Donations from the event benefit Everglades National Park’s new Camping Adventure with My Parents (CAMP) program, which introduces urban and low-income families to the outdoors lifestyle with ranger-guided camping outings. The Schaels’ annual camping outing has raised more than $6,000 over the past four years, which pays for food and equipment for CAMP participants.
“My parents used to come to the ‘Glades all the time and stick me in a backpack,” Rainer Schael said. “Noel and I came here when we started dating. You have so many people who don’t know we live on the edge of three national parks.”
Besides the Everglades, Miami-Dade County borders Biscayne National Park and Big Cypress National Preserve.
Plenty to Do in the ‘Glades
If last weekend’s young campers had to be forced to spend time outdoors, there was no indication of it.
Kids of all ages raced up and down the Flamingo campground on bicycles. About 30 went on a guided walk on the Anhinga Trail where they spotted numerous alligators, cormorants and ospreys. A small group hiked the paved Guy Bradley Trail, named for the nation’s first game warden, leading from the campground to the Flamingo Visitor Center along Florida Bay. Others took canoe and powerboat tours of park waters.
Connor Mullins, on a back-country boat tour with dad Ed, said he learned about trees in the Everglades, and also about pythons.
“Kids back a long time ago would want to have them as a pet, and when they got too big, they’d throw them in the Everglades,” Connor said.
At the Flamingo marina, Harrison Kershner, walking with his dad, Claude, and older brother Claude III, spotted a crocodile lazing on a bank of the Buttonwood Canal. The whole family was thrilled.
“When you’re 5, you’re kind of ready to go with Daddy and sleep outdoors in a campground,” Claude, Sr., 55, said. “I’m looking forward to starting our family tradition with my son.
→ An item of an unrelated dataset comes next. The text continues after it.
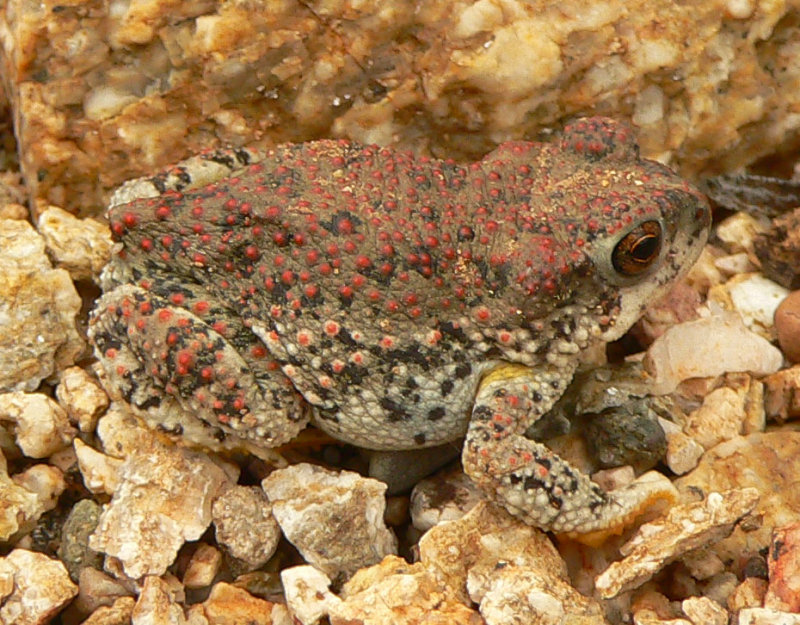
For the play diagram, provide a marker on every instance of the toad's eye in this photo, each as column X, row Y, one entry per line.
column 638, row 250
What a treasure Flamingo is.”
Back at camp, the kids painted pictures and participated in a hands-on demonstration of the hydrology of the Everglades conducted by volunteer ranger Ellen Siegel, which involved squeezing out sponges and getting wet.
Then it was time to eat. The Schaels and several adult volunteers prepared burgers and hot dogs on propane grills. Somebody passed out helpings of venison chili.
Kids torched marshmallows over a central campfire and made s’mores with graham crackers and chocolate squares.
Few Brought Cellphones
Amazingly, none of the campers had brought a guitar — or any other kind of musical instrument — for a fireside sing-along. So the seven members of Girl Scout Troop 407 from Miami began an a capella chorus of old-time favorites such as Bingo, He’s Got the Whole World in His Hands and 99 Bottles of Beer on the Wall.
Even more amazingly, almost no one produced a cell phone — except for brief check-ins with home and to show off wildlife photos taken that day.
As the sky darkened, Sofia O’Leary took out a section of red cellophane and secured it to her flashlight with a rubber band.
“You put it on top of your flashlight at night, so when you look at the animals at night, they can’t see red light so you can look at the animals for a longer time,” she explained.
Then she and several companions dashed off to a nearby field to test their new equipment and chase fireflies.
Anne Palacio, leader of Troop 407, watched them go.
“That’s something you can’t do in Kendall,” she said. “We have to come back here. There’s so much to do. There’s something for everyone.”